Health and Welfare Minister Cho Kyoo-hong speaks during a meeting held at Government Complex Seoul on Friday. (Yonhap)
South Korea’s Health and Welfare Minister Cho Kyoo-hong said Friday that the government will secure 868 million won to support trauma care specialist training centers and expand the target number of centers from five to 17.
In a state-run meeting addressing doctors' ongoing collective action, Minster Cho stated that there should be “no suspension of operations at trauma specialist training centers due to budget shortages.”

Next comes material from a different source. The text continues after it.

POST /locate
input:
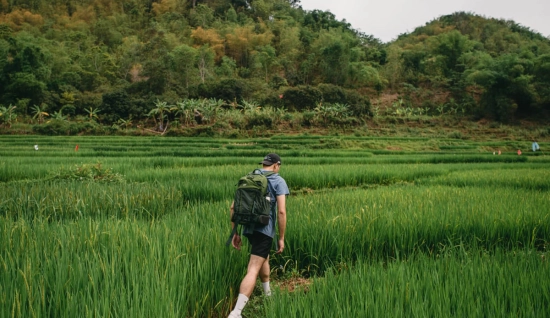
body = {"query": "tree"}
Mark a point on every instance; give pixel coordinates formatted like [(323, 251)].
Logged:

Last month, Korea University Guro Hospital announced its plans to cease operations of its trauma specialist training center at the end of February due to discontinued government funding. Guro Hospital has been the only designated trauma specialist training center for medics in the country since 2014.

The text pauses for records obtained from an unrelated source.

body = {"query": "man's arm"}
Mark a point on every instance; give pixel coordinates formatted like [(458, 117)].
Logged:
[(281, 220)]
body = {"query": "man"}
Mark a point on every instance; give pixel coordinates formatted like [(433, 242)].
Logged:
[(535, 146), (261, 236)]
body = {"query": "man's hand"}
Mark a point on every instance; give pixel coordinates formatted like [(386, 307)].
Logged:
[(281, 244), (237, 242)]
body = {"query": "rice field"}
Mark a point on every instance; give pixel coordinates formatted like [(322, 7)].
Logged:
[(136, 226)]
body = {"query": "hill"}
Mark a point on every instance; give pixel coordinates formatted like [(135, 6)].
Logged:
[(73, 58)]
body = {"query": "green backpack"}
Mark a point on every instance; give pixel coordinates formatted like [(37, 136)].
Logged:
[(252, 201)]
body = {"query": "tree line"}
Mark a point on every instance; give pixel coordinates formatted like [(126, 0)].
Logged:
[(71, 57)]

Over the past 11 years, with the ministry’s aim to establish trauma-focused training hospitals in resource-rich areas to bolster expertise, Guro Hospital has trained over 20 trauma specialists to become first responders for critically injured patients.
Trauma specialists refer to doctors who, after obtaining board certification in one of four categories — general surgery, thoracic surgery, orthopedic surgery or neurosurgery — undergo an additional two years of training at trauma centers to acquire additional specialist qualifications.
Minister Cho vowed that the government would make “every effort to ensure the uninterrupted operation of the trauma specialist training program.” He added that the government would also expand the number of doctors eligible for training at trauma centers from the current four to six, by adding emergency medicine and anesthesiology.
In line with the government’s latest decision to revert its medical school quota hike plan and maintain the number for 2026 to 3,058 students — the level equivalent to the figure before the government pushed a plan to increase admissions by 2,000 — Minister Cho urged medical students to return to school.
“We ask all medical students to return to their campuses. We also urge parents and senior medical professionals to encourage their return.”
On March 7, the Education Ministry’s Deputy Prime Minister Lee Ju-ho announced that the government would restore next year’s admissions to pre-expansion levels only if the medical school students on leave returned to school by the end of March.
If students do not respond, the admissions quota will stay at 5,058 students, the ministry said.
Such remarks came about a year after the government decided to expand domestic medical school admissions, which led to ongoing disputes across medical sectors, contributing to doctor shortages in emergency rooms.